Business Casual: Ring in the New Year

No silly hats or confetti required: The new year starts for me the month the school year begins – regardless of what the calendar specifies.
For ritual, you can have my share of New Year’s Rockin’ Eve with whoever is trying to replace Dick Clark. I’ll take a box of crayons, a cool lunchbox and a burst of energy.
It’s been a while since I have had a school-age child in my house and a very long while since I was a student myself, but I still love the whole back-to-school spectacle and the fresh start a brand-new academic year presents.
Even though school-supply displays in stores catch me by surprise every year, I’m ready by now to say goodbye to summer and prepare for fall – the best season of the year.
For all the attention that troubled school systems and bad-apple teachers and administrators get, there is a lot of magic that happens in the classroom. If you’ve had the pleasure of watching a pre-schooler carefully printing the letters of his or her name and explaining the process to you, you know the feeling. Or an elementary-age kid zipping through a stack of library books and asking for more, a middle-schooler discovering that algebra actually makes sense, a high school student figuring out that Shakespeare’s plays are just as relevant today as when they were written.
And it may not be as reliably cute, but the magic continues into higher education. Many of us have had the experience of our very own college freshman, several weeks into an introductory psychology course, explaining our personality quirks to us over Thanksgiving break.
Of course, in between those magical moments are some struggles, some tears and some missed assignments; but that’s part of the whole education experience, too.
At the post-secondary level, there has been a great deal of concern lately about the cost of education, which is formidable and deserves attention and good solutions.
But there is also a disturbing undertone that seems to question the value of a college education. That one scares me to death. Surely learning can’t be anything but good at any point in a person’s life. I understand accountability and return on investment and preparing for the world of work. But I don’t understand anything that undermines the importance of knowledge.
By all means, let’s have specialized educational options that address students’ needs, abilities and interests. Let’s have workforce development, innovative programs that help students educate themselves for a productive future. But let’s not get so practical that we color everything gray and leave art, music and literature out in the cold. Learning can and should be uplifting – and fun – not just grim training for something in the future. As one of the best educators I know says, “School isn’t just preparation for life. It is life.”
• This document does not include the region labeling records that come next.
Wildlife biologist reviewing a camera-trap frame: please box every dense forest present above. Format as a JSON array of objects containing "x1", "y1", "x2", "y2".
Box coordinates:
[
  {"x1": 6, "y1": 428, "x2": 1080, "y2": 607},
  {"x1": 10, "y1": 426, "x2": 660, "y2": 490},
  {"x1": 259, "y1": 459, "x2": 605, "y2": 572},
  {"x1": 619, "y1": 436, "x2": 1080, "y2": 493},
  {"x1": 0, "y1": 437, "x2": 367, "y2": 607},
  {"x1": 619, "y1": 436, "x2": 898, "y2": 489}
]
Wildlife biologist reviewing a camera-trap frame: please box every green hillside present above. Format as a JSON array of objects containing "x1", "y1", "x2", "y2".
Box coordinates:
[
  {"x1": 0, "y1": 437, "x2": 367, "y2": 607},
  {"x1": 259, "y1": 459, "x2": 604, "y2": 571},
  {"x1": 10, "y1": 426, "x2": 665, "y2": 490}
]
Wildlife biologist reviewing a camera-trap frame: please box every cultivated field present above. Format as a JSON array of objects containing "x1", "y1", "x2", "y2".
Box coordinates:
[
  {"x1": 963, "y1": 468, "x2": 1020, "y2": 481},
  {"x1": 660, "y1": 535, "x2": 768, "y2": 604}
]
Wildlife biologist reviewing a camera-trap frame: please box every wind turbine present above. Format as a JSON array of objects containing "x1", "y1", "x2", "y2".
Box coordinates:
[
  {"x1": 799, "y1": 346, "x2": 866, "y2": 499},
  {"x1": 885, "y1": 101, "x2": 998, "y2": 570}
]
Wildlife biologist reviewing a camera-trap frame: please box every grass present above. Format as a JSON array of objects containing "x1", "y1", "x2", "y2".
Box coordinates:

Now that the recession’s effects are receding, there is heartening news that the state’s tax revenues are increasing (up nearly $43.3 million in May over the same month last year). Let’s put a big pile of that money into furthering education at every level. The legislature did allocate some $500 million for teachers in its 2016 budget – a good start, but not a good place to stop.
Many businesses in the state are contributing to educational efforts (Georgia Power, Delta, Coca-Cola, among others). Let’s celebrate those companies and encourage others to follow suit.
My personal back-to-school wish list is short and simple.
First: Expand, don’t shrink, art and music programs at all levels; encourage more businesses and private citizens to help with the funding.
Second: Keep the main thing the main thing. Concentrate on teaching and learning. Find ways to evaluate, but avoid the excesses of over-testing.
Third and most important: Take care of the good teachers. Appreciate them, thank them, listen to them, pay them well. They have had it pretty rough over the last few years – the good ones often lumped in with the not-so-good.
I realize the items on my list are easy to come up with, hard to implement – but it is, after all, a wish list.
Finally, to celebrate the back-to-school season: A big juicy North Georgia apple to all the fine educators who will be writing their lesson plans and prepping their classrooms and welcoming students this month. Happy New Year to you.